I totally doubt that Canon makes lenses with soft edges on purpose. I think the soft edges are a result of technology limitations and cost saving.
In the case of the 50L (both of them), it was an intentional design decision by Canon.
I'm pretty sure that you can introduce spherical aberration through plugins or other software components if you really so desire. What you can't do is correct for poor image quality at capture time.
There are polarization effect filters for post-processing, but they cannot properly replicate the effects of having a CPL on your lens at capture. Similarly, adding spherical aberration in post will not correct for poor bokeh in the captured image.

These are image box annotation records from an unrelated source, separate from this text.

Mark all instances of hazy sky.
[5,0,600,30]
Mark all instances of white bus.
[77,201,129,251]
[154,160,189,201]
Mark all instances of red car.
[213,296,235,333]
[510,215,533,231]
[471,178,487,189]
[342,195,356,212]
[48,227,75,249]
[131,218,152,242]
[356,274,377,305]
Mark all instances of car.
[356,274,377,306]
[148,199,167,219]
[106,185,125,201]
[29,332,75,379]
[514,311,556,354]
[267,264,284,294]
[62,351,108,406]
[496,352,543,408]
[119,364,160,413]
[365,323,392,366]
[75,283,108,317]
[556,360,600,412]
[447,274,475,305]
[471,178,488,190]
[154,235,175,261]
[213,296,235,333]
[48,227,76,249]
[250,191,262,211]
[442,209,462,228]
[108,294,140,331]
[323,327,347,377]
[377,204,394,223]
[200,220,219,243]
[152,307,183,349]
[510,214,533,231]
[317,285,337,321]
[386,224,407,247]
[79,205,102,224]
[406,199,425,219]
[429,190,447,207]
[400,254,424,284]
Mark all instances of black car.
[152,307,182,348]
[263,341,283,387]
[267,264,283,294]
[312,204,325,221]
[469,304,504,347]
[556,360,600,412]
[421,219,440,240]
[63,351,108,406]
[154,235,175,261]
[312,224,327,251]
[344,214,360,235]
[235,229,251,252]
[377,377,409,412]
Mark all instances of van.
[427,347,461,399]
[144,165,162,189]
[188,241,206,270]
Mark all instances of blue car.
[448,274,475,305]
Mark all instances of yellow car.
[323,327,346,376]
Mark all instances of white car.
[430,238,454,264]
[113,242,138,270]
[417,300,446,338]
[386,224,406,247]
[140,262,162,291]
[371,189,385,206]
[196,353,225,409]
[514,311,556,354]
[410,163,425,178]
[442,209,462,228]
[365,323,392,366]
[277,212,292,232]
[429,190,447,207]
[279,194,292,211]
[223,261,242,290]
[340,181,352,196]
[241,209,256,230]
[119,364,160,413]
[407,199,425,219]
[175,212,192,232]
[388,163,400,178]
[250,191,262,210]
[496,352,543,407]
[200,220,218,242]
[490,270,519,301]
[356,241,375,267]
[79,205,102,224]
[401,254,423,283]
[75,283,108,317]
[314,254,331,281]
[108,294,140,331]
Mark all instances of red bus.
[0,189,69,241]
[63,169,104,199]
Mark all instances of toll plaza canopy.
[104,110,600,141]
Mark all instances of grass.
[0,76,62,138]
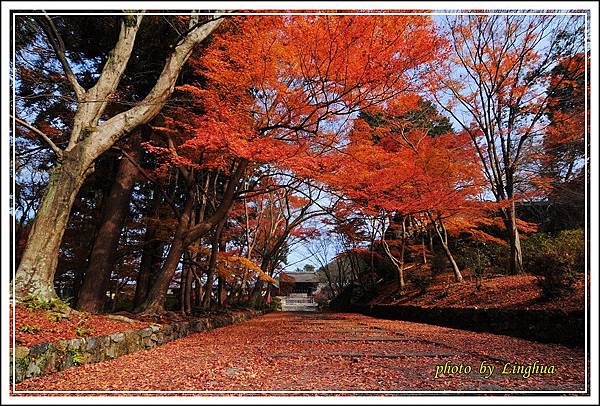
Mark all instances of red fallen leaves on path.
[10,304,148,347]
[15,313,585,395]
[369,271,585,310]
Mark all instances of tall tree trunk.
[133,187,165,307]
[77,151,139,313]
[429,215,463,282]
[180,264,194,314]
[13,149,91,299]
[217,276,225,306]
[14,15,222,299]
[202,221,225,309]
[381,217,406,293]
[504,201,523,275]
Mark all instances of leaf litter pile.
[10,304,148,347]
[16,313,585,392]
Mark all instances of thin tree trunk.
[77,151,139,313]
[430,215,463,282]
[381,217,406,292]
[13,151,91,299]
[504,202,523,275]
[133,187,165,307]
[202,221,225,309]
[14,15,222,299]
[217,276,225,306]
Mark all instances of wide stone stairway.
[281,293,319,312]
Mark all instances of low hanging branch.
[10,116,63,160]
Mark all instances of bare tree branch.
[41,11,85,100]
[10,116,63,159]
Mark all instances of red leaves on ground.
[11,305,148,347]
[17,313,585,391]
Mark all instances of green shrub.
[73,326,95,337]
[454,240,509,279]
[430,250,450,274]
[22,295,69,313]
[69,349,83,365]
[406,272,432,292]
[522,229,585,299]
[46,312,62,322]
[21,324,40,334]
[269,297,282,311]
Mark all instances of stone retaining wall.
[10,310,263,382]
[345,304,585,348]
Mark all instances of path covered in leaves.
[16,313,585,392]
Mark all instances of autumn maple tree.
[431,15,582,273]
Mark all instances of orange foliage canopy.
[148,15,441,176]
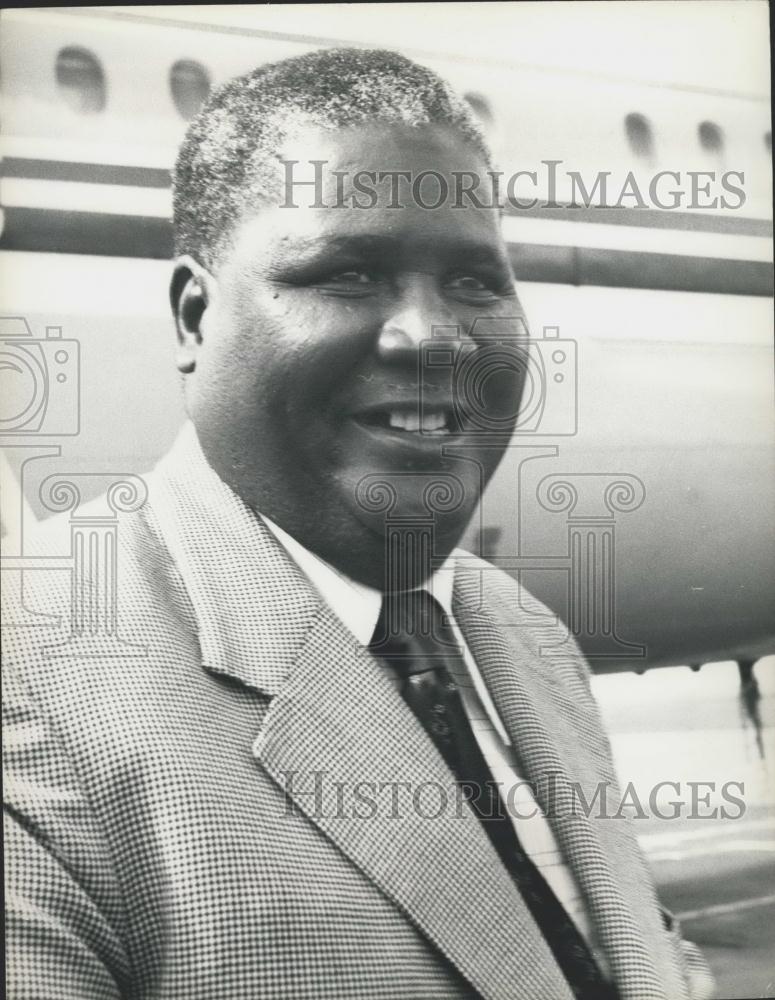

Anyway, in the main the comments above about justifying Canon's current design and product are more about trying to ensure that people who worship Canon find a way to present Canon's offering as good and justified so that they feel good about owning Canon products. That's it. I'm sure someone will argue here that this comment is wrong...
Comments like the above are mainly about bashing Canon, made by people who have an inadequate grasp of the concepts behind lens design (and in one case, the inability to distinguish a lens from a camera).
...but you don't see anyone saying that they wish the 70-200/2.8 II had soft focus like the 50/1.2L and so on.
Not in those words, no. But plenty of people have said that they prefer the bokeh of the MkI versions of the 24-70/2.8 and 70-200/2.8 IS, or at least acknowledged the less-that-stellar bokeh of the MkII versions. When push comes to shove, they may not want to trade sharpness for better bokeh, but I suspect many people aren't even aware of the trade-off.